Tuesday, August 10, 2010

Weekly Questions: Week Three Strategic Decision Making.



Chapter Two Questions
1. Define TPS & DSS, and explain how an organisation can use these systems to make decisions and gain competitive advantages


TPS: Transaction Processing Systems used by analysts comprises of Transactional Information: This process is used to support the performance of daily operational tasks e.g ATM's This information is used to analyze sales and demand - while determining how much inventory to carry. Also Analytical Information: used to support the performance of managerial analysis tasks - Transactional, market and industry information e.g trends, sales and product statistics, and future growth - Managers use this information before making decisions within the organisation. Other TPS are Online transaction processing OLTP and Transaction processing sys TPS and Online analytical processing OLAP.
DSS: Decision Support Systems used by Managers mainly and like the TPS system these ensure that businesses have information available and to assist in decision making processes and problems solving and opportunity solving.  EIS: Executive Information Systems used by Executives to analyse data internally and externally within an organisation - consolidation of information, Drill down information within a desired time period and Slice and dice information from different perspectives.
2. Describe the three quantitative models typically used by decision support systems.


1. Sensitivity analysis: Studies the impact of changes and how these changes affect other variables.
2. What-if analysis: Studies the impact of change in an assumption and analysts continue to repeat this in various situations
3. Goal seeking analysis: Studies the inputs used to achieve a desired goal by setting target value/goals for a variable and then changes other variables until the target/goals is a achieved. 
3. Describe a business processes and their importance to an organisation.

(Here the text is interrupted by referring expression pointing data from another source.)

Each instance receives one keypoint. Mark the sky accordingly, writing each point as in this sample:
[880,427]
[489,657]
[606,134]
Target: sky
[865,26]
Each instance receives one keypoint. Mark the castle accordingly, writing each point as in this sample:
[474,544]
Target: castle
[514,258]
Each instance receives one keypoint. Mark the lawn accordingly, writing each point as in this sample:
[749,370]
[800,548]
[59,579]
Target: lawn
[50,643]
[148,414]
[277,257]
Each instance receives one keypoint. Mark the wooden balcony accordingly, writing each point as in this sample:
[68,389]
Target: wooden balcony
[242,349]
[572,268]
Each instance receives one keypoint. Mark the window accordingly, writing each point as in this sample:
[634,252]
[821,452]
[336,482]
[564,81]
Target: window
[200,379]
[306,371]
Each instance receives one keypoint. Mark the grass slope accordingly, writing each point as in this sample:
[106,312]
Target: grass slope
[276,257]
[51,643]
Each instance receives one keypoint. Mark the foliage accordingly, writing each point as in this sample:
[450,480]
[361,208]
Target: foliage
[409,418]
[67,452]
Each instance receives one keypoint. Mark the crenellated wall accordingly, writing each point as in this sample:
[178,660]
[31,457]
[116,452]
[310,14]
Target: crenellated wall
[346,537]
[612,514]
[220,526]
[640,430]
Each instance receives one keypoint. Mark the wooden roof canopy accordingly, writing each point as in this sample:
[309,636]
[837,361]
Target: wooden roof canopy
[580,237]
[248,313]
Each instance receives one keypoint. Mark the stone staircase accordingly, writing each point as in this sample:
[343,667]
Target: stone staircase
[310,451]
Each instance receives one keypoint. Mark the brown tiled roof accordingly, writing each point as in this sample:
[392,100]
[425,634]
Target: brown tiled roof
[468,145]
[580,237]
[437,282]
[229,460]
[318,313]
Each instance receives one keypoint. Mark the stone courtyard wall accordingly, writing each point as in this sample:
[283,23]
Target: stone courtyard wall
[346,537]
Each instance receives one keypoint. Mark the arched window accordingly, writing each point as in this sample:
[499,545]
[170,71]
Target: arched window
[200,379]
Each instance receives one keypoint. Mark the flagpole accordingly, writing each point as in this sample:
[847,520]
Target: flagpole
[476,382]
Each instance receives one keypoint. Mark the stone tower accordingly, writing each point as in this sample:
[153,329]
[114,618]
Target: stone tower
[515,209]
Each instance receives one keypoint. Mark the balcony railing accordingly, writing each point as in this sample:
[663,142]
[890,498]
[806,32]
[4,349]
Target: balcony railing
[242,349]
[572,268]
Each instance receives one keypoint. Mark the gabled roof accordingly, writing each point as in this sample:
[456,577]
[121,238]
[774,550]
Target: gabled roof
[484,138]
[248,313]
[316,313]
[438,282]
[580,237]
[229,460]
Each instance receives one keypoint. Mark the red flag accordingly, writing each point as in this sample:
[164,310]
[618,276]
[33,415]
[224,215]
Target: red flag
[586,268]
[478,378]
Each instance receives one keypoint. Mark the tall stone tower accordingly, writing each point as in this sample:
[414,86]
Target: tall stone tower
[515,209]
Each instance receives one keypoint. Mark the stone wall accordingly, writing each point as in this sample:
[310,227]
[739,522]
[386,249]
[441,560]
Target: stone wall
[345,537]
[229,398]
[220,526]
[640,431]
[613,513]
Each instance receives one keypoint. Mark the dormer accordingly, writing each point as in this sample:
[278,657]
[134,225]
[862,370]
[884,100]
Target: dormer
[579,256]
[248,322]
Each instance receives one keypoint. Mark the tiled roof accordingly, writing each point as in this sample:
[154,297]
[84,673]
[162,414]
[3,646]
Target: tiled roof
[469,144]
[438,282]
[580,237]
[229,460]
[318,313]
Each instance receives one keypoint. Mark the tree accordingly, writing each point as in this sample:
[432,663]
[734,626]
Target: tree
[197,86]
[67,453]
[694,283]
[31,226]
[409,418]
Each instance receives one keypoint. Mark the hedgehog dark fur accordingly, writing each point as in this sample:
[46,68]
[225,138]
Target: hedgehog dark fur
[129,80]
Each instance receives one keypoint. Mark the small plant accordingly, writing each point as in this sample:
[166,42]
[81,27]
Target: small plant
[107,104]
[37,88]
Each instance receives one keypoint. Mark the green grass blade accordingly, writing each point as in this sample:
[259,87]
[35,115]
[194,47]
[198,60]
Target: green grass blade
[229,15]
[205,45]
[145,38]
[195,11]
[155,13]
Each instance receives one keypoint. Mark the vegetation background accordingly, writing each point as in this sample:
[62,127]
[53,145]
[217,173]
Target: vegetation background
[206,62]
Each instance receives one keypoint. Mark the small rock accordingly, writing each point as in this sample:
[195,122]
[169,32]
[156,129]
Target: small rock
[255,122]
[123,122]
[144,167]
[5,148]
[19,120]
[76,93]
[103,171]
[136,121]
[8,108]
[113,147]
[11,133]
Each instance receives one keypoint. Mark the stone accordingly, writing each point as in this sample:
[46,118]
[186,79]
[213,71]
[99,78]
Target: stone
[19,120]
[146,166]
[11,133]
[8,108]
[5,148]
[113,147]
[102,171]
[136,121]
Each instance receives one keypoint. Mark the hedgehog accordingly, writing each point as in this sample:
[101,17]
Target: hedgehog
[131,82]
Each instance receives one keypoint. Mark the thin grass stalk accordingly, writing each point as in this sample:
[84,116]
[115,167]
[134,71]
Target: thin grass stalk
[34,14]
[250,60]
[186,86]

"A business process is a standardised set of activities that accomplish a specific task, such as processing a customers order". E.g Paying for groceries "Purpose" at the checkout "Process. These processes transform a set of inputs into a set of outputs (goods or services) while ensuring organisations "anticipate bottlenecks, eliminate duplicate activities, combine related activities and identify smooth running processes - while achieving goals. 
4. Compare business process improvement and business process re-engineering.


"Business Process Improvement attempts to understand and measure current process and make performance improvements accordingly".
Business Process Re-engineering "assumes that the current process is irrelevant, does not work, or is broken and must be overhauled from scratch". Looks at taking a completely different path instead of trying to improve the current process.
5. Describe the importance of business process modelling (or mapping) and business process models.

Business Process Modelling is created to ensure businesses have a detailed flowchart or process map of desired goals and the tasks/inputs and activities needed.
Business Process Models expose process detail and in a controlled manner, encourage conciseness and accuracy in describing the process model, focus attention on the process model interfaces and provide a powerful process analysis and consistent design vocabulary. E.g As -is process to To-be process of ordering a hamburger.